In short: “Significant Other” is an intimate, sometimes messy film that captures the unsettling feeling of a noise outside your tent, or the nervous need to glance back over your shoulder in the woods. The setting, filmmaking, and cast overcome a few bumpy moments to create an unexpected brand of terror that’s as personal as it is otherworldly. It’s a short, solid watch for both gear and horror junkies … with access to Paramount Plus.
Hiking Horror Movie: ‘Significant Other’ Review
“Significant Other” hits the trail with the couple of Ruth (Maika Monroe) and Harry (Jake Lacy). Horror fans will recognize Monroe from her starring role in the 2014 hit “It Follows,” while Lacy has appeared generally in comedy and drama roles (including a stint on the final season of “The Office”).
Aside from another pair of hikers and a mother and son at a roadside store near the opening, that’s it for the rest of the cast. In fact, there are only eight credits listed on IMDB, and two of those are voices offscreen. So for the majority of the film, Monroe and Lacy are left to carry the weight.
And for the most part, they pull it off. As our protagonist, Monroe displays the same mixture of vulnerability and resolve that brought the fright of “It Follows” home. Lacy, meanwhile, straddles the line between charming, pitiable, and unlikeable. But his performance is true to the character, whose complexity grows as the story progresses.
The Plot: Gorgeous but Bumpy
Arguably, the “Red Ridge Trail” itself deserves top billing. The movie’s fictional loop is set in Oregon, with filming taking place at real-life locations including (per Wikipedia) “Silver Falls State Park, Nehalem, Silverton, Cornelius, Cloverdale, Estacada, Sublimity, Eagle Creek, and Sandy.”

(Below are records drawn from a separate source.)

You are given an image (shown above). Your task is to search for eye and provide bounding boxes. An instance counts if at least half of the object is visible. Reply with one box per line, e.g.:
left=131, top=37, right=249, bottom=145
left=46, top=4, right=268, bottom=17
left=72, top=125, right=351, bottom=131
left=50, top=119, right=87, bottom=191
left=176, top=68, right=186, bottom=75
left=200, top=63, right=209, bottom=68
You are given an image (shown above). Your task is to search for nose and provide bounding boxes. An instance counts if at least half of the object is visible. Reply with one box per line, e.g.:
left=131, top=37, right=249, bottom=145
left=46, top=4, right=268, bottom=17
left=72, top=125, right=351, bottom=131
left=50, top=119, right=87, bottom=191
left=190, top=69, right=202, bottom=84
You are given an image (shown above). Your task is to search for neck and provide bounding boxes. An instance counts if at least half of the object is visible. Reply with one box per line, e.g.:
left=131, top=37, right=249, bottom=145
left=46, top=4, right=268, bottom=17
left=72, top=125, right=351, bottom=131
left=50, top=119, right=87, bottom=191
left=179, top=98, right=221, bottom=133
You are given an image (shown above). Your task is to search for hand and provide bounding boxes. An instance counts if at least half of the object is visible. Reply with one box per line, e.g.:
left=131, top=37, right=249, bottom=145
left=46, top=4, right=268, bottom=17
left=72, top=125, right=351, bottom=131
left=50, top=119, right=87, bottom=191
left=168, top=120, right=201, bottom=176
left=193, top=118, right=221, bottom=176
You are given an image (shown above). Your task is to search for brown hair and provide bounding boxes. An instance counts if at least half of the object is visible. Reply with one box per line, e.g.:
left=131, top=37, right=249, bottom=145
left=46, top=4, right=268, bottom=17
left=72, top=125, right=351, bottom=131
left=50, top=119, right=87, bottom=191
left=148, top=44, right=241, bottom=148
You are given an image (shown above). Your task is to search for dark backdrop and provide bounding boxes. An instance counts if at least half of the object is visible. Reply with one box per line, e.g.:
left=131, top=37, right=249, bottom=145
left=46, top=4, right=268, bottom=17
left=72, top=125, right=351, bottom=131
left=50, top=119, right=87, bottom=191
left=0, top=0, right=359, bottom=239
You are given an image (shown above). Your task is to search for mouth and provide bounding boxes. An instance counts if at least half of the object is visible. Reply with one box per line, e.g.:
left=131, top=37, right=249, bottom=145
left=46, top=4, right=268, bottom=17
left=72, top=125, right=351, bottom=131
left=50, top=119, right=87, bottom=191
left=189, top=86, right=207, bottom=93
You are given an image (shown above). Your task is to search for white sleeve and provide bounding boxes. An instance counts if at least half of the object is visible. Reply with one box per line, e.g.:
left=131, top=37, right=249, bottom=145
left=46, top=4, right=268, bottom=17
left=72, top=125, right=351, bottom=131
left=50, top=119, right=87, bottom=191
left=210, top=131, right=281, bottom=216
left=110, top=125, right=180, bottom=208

And the photography is nothing short of gorgeous. Cinematographer Matt Mitchell captures the moody splendor of the forest and coastline, with help from a strong, atmospheric score by Oliver Coates.
Here, thankfully, are blessedly few needle-jab jump scares from the string section. The soundtrack, like the woods, is dense, unsettling, and majestic.
Which is good, because the rest of the film suffers from a bit of tonal whiplash. Writer/directors Dan Berk and Robert Olsen clearly have something to say here about the horror of things unknown and “outside” — not just the world outside your door or creepy-crawlies from another planet.
Through their leading couple, they explore the persistent horrors of relationships, coping, and personal trauma.
But with so many real and intangible monsters crammed into less than 90 minutes, the experience can get a bit messy. Things veer toward goofy around the hour mark, but the movie rights itself by committing to the absurdity of the situation until it morphs into an entirely new kind of horror. There are clever setups and payoffs, several of which earned legitimate cheers from this viewer.
There are some neat little moments for gear-heads, as well, from hiking packs to wardrobe choices. But there are also some strange ones, too — like, who thru-hikes with a full-sized lantern? I’ll let this one slide, as headlamps are decidedly less cinematic.
So, is “Significant Other” the most earth-shattering horror film to come down the pike this year? No, but it’s light-years more watchable than most of the obnoxious, jump-scare fests that make it to theaters.
At its best, “Significant Other” is reminiscent of one of the most memorable and recent entries into wilderness horror/sci-fi, 2018’s “Annihilation” (which, by the way, is also streaming on Paramount Plus).
When it stumbles, it’s because the ideas it’s tackling are a little more complex than a grabby, deer-munching alien. Still, it’s a spooky, slow-burn romp in the woods, with some good scenes and relatable tension to spare.
“Significant Other” is streaming now, free on Paramount Plus.